Les analystes de JPMorgan ont déclaré que des signes d'amélioration de l'activité étaient nécessaires pour soutenir les attentes pour le second semestre de l'année.

Flavio Cereda, co-gérant de la stratégie d'investissement dans les marques de luxe de GAM, a déclaré qu'il attendait toujours un signe de reprise des dépenses discrétionnaires.

"Nous ne le voyons pas", a-t-il déclaré. Le fonds détient des valeurs de luxe telles que Ferrari, Hermes, Richemont, LVMH et Prada.

L'entreprise phare du secteur, LVMH, propriétaire de Louis Vuitton, Dior et Tiffany & Co, publiera ses résultats le 23 juillet, suivie de Kering le 24 juillet et d'Hermes le 25 juillet.
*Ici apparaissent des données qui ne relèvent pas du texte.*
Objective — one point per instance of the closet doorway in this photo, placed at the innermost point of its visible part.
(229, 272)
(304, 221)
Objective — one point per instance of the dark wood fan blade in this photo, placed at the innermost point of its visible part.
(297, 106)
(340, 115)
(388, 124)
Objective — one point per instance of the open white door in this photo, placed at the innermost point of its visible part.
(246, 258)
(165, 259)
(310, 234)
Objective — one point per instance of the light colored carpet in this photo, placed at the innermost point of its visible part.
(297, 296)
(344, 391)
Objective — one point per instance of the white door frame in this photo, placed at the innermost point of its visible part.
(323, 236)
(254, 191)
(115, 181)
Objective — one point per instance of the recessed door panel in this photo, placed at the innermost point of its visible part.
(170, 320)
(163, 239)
Selon les estimations du consensus de Visible Alpha, la croissance organique des ventes de LVMH au deuxième trimestre devrait être inchangée par rapport au trimestre précédent et augmenter de 3 % en glissement annuel, tandis que Kering, qui est en train de réorganiser sa marque phare Gucci, devrait enregistrer une baisse de 9 % de ses ventes au deuxième trimestre.

Les rapports trimestriels devraient également montrer que les marques de luxe haut de gamme s'en sortent mieux actuellement, les grandes fortunes continuant à dépenser beaucoup d'argent.

Le fabricant de sacs Birkin Hermes, dont les sacs à main se vendent à plus de 10 000 dollars, est la seule grande marque de luxe à avoir progressé au cours de l'année écoulée. Il devrait afficher une croissance de 13 % de son chiffre d'affaires au deuxième trimestre.

La marque de luxe italienne Brunello Cucinelli a également défié le ralentissement du secteur. La semaine dernière, elle a annoncé une croissance de ses ventes de près de 15 % au premier semestre, grâce à l'attention qu'elle porte aux acheteurs haut de gamme en Chine.

RALENTISSEMENT PROLONGÉ

Le secteur du luxe s'appuie depuis des années sur le fort appétit de la Chine pour les produits haut de gamme, dont le marché a triplé entre 2017 et 2021, selon Bain.

Les riches et la classe moyenne se sont rués sur les articles de luxe, des sacs à main aux vêtements de marque, au début de l'année 2023, après que Pékin a levé les restrictions strictes imposées par le COVID-19, mais les achats refoulés ont commencé à s'essouffler au début de l'année dernière, alors que la crise immobilière s'aggravait.

Le ralentissement prolongé pourrait inciter certaines marques à ralentir leurs plans d'expansion en Chine, bien que Chanel ait déclaré qu'elle prévoyait de continuer à investir dans de nouveaux magasins en Chine continentale, car elle rattrape son retard par rapport aux marques concurrentes.

Cet été, les Jeux olympiques de Paris pourraient peser davantage sur les ventes de produits de luxe, car des pans entiers de la capitale européenne de la mode sont coupés des acheteurs, ce qui retarderait les perspectives de retour à une dynamique positive des bénéfices pour les sociétés de luxe, a déclaré Zuzanna Pusz, analyste chez UBS.

Elle prévoit une croissance organique du secteur de 4 % cette année et de 7 % au second semestre.